Jeremy and I had lots of visitors this past weekend, which was awesome for so many reasons. First, because we rarely have visitors. And second, because it's important to socialize our new puppy.
After a busy weekend of hanging out with friends and family, visiting Pearl Street, eating at The Med and dealing with my daughter's identity theft, it was nice to settle in Sunday night with Jeremy and the pets and watch some Walking Dead.
I had a text message conversation that same night with a good friend, where we talked about how people mistake our facial expressions. We joked that we needed facial expression classes. It got me thinking about words and body language.
Women especially are programmed to read body language. We do it without being taught -- it's a natural talent. And these days there is increased awareness about how important body language is. You can even take courses on how to succeed in business using the right body language. It's gotten a little insane.
Body language is extremely important. It helps us gauge each other's reactions and it helps us identify when someone is lying. But where we get in trouble is that it has to be balanced with listening to people's words.
I can't tell you how many fights I've gotten into with Jeremy because I asked him to do something and his words said Yes while his body language said I am so annoyed that you asked me to do that. After years of this, and many, many conversations, I finally understand that 99% of the time Jeremy is not annoyed. I just read his face wrong. Broken down even further, I realized that I am worried he's going to think I'm nagging him, so, I read my own worries into his body language.
And the other 1% of the time, he is annoyed, but he knows he shouldn't be so he reacts appropriately instead of instinctively. Give the man some credit for reacting thoughtfully, shall we?
I could tell you a dozen stories about how I or someone I know was read wrong.

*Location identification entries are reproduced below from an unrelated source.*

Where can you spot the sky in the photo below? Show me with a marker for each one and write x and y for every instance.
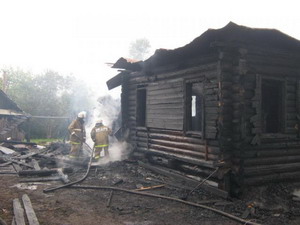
(79, 36)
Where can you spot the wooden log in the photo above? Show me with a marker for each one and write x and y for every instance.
(31, 216)
(269, 153)
(43, 172)
(183, 158)
(276, 177)
(271, 160)
(183, 152)
(182, 145)
(35, 164)
(18, 212)
(41, 179)
(269, 169)
(188, 181)
(175, 138)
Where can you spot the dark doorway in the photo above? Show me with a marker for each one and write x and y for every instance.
(141, 108)
(272, 106)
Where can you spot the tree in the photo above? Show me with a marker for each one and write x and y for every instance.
(48, 94)
(139, 49)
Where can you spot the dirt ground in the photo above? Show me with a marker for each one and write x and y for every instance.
(273, 204)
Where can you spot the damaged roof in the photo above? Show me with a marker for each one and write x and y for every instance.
(230, 34)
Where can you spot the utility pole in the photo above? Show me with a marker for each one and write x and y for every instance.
(4, 81)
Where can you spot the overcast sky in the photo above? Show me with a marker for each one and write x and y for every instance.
(79, 36)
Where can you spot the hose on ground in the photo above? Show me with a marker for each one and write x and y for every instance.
(72, 185)
(78, 181)
(168, 198)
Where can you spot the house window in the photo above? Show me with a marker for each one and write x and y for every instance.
(194, 106)
(141, 108)
(272, 106)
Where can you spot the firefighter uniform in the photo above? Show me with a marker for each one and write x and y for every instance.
(99, 135)
(77, 135)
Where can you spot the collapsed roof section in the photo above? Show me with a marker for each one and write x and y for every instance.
(230, 35)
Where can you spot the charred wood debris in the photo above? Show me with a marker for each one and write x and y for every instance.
(33, 163)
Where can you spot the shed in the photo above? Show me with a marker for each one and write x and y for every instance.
(11, 116)
(229, 100)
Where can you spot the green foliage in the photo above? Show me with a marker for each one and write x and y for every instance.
(47, 94)
(139, 49)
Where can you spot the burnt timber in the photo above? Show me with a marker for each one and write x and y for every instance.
(230, 100)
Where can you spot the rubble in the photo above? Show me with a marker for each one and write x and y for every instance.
(119, 185)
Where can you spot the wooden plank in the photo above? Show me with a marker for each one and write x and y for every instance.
(13, 222)
(18, 212)
(31, 216)
(6, 150)
(188, 181)
(35, 164)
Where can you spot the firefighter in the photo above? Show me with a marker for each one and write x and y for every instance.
(99, 135)
(77, 135)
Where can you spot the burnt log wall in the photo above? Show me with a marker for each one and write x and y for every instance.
(265, 157)
(164, 137)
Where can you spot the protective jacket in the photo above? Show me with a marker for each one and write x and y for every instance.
(99, 134)
(77, 131)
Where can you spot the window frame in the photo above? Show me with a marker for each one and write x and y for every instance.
(188, 108)
(282, 116)
(141, 108)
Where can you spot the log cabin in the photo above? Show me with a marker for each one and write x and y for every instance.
(11, 116)
(229, 101)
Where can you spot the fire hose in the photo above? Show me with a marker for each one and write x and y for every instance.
(72, 185)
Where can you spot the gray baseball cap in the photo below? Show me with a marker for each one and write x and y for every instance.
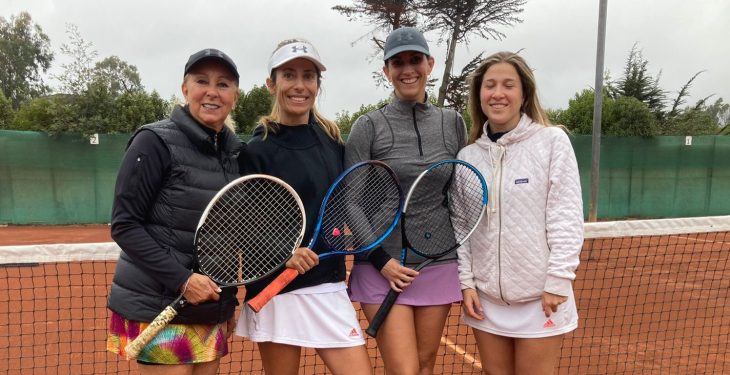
(404, 39)
(211, 54)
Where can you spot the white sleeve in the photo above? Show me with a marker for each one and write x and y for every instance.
(564, 217)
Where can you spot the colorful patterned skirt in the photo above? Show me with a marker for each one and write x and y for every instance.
(176, 344)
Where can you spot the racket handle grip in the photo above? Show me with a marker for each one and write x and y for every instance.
(382, 313)
(257, 303)
(135, 347)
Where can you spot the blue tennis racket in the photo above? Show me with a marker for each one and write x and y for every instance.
(432, 224)
(361, 208)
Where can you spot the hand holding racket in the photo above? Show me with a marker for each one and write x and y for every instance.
(432, 224)
(247, 231)
(358, 212)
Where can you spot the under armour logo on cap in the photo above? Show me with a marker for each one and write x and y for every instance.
(291, 49)
(301, 47)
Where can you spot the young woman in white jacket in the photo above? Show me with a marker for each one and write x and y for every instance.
(517, 269)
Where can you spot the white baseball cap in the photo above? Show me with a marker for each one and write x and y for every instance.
(291, 49)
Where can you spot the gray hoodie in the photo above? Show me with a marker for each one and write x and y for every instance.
(409, 137)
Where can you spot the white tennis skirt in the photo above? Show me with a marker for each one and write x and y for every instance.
(320, 316)
(524, 320)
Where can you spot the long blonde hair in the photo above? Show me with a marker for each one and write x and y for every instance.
(271, 122)
(530, 105)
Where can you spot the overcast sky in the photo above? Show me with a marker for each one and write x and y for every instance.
(557, 37)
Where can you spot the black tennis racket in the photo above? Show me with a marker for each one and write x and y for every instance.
(433, 225)
(360, 209)
(248, 230)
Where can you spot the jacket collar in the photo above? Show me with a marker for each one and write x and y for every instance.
(408, 106)
(198, 133)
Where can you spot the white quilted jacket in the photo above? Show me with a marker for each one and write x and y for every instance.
(531, 237)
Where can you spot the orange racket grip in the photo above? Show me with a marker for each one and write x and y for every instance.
(257, 303)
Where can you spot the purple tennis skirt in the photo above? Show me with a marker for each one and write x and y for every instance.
(435, 285)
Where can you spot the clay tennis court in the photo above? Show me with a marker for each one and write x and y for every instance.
(648, 305)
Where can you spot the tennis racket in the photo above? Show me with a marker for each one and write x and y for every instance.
(248, 230)
(434, 225)
(359, 211)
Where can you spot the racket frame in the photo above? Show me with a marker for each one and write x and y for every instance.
(392, 296)
(289, 274)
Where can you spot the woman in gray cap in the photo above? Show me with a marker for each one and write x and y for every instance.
(409, 134)
(171, 170)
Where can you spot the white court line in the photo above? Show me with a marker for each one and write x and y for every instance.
(460, 351)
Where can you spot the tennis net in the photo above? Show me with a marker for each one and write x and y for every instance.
(652, 297)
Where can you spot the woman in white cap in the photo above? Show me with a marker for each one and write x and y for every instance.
(170, 172)
(409, 134)
(302, 147)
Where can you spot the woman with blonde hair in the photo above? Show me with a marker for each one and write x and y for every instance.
(516, 270)
(300, 146)
(169, 173)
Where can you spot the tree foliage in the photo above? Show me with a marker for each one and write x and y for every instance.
(6, 112)
(635, 105)
(383, 14)
(117, 75)
(250, 107)
(637, 82)
(625, 116)
(25, 53)
(458, 20)
(76, 75)
(51, 114)
(345, 119)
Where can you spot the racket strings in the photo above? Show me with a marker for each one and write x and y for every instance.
(248, 232)
(443, 207)
(361, 208)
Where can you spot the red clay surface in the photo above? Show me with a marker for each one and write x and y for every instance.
(647, 305)
(31, 235)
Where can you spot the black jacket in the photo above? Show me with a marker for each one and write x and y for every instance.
(308, 160)
(171, 170)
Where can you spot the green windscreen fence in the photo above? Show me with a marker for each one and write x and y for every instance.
(658, 177)
(57, 180)
(67, 180)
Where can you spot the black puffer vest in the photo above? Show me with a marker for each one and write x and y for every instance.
(197, 173)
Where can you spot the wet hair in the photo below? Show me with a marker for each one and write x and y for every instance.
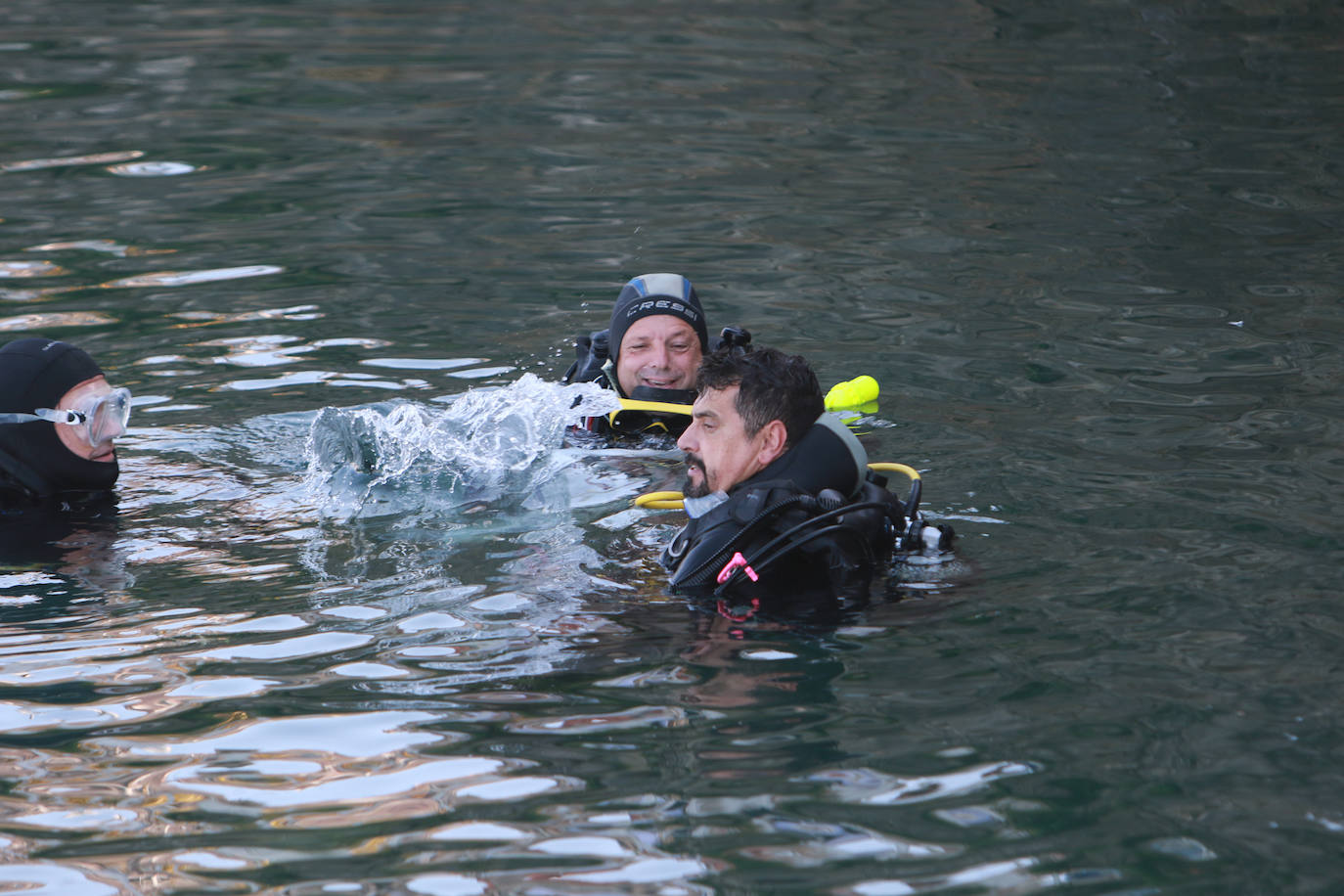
(772, 385)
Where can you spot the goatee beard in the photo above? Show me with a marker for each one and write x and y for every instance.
(694, 489)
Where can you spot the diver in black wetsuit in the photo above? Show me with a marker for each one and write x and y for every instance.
(784, 510)
(58, 421)
(648, 356)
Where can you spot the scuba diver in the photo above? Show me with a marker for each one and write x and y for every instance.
(648, 355)
(784, 510)
(58, 421)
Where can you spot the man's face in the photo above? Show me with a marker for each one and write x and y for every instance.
(658, 351)
(718, 450)
(70, 435)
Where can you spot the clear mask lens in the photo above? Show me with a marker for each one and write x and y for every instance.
(107, 417)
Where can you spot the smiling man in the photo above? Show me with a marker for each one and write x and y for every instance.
(58, 422)
(648, 355)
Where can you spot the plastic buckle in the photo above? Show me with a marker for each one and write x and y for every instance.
(736, 563)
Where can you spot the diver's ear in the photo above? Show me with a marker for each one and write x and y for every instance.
(773, 437)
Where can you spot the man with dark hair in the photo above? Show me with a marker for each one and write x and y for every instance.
(781, 503)
(749, 410)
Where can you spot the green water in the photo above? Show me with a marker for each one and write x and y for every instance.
(1091, 251)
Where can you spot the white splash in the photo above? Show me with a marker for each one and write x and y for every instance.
(485, 438)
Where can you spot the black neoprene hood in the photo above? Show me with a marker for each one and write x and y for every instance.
(36, 373)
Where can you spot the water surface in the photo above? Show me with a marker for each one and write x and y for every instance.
(1089, 250)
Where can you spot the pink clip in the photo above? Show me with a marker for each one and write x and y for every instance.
(739, 560)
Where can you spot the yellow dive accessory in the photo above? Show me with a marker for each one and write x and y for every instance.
(852, 394)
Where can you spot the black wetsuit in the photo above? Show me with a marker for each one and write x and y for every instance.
(811, 528)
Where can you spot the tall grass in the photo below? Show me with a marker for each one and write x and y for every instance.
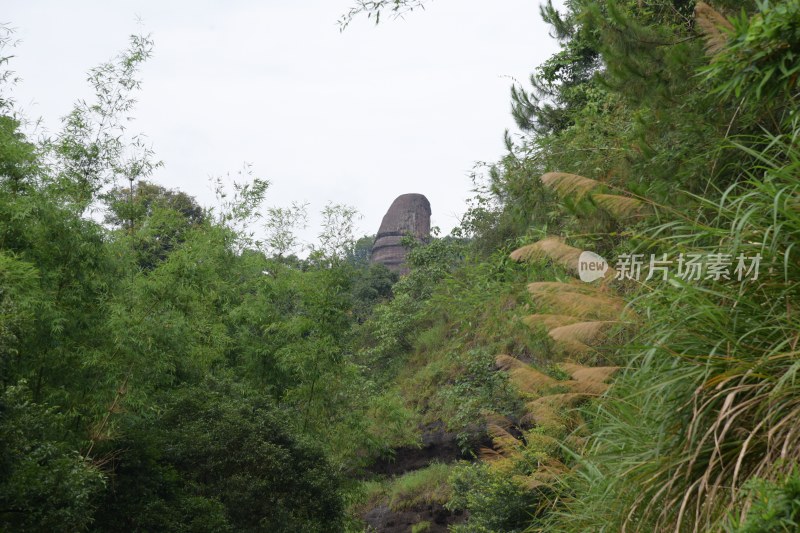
(711, 398)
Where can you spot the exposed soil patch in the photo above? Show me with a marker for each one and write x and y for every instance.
(438, 445)
(384, 520)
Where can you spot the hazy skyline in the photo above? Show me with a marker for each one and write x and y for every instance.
(357, 117)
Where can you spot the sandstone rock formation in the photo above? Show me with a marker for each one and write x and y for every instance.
(409, 214)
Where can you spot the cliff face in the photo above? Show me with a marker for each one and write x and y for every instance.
(408, 214)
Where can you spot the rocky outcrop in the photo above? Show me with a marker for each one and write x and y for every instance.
(409, 214)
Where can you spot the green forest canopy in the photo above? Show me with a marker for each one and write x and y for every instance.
(164, 370)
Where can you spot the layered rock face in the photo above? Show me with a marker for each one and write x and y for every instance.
(409, 214)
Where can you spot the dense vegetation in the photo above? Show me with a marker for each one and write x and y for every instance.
(164, 370)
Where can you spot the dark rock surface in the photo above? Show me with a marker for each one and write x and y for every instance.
(383, 520)
(408, 214)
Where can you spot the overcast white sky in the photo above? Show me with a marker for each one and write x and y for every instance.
(358, 117)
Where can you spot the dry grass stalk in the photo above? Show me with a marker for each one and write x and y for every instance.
(714, 27)
(599, 307)
(590, 388)
(540, 287)
(564, 400)
(541, 414)
(526, 378)
(620, 207)
(589, 373)
(573, 348)
(589, 333)
(549, 248)
(504, 442)
(549, 321)
(565, 184)
(495, 419)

I go into each conversation believing that people will take my words at face value -- and I do my best to take theirs at face value as well. But too often, someone reads more into the conversation than the words I spoke.
I believe we all have our unreadable facial expressions, too. I have a sweet friend who people read as "unfriendly" when she is meeting someone for the first time. Jeremy's neutral/thinking face has been read as anger. And people often read my "I'm so sorry, you poor thing" expression as "judgmental" -- which blows my mind.
So I guess what I came to is that you can't read a book by its cover. But you can't read a book without a cover either. Words and body language go hand-in-hand, and without both working together, miscommunication is bound to happen.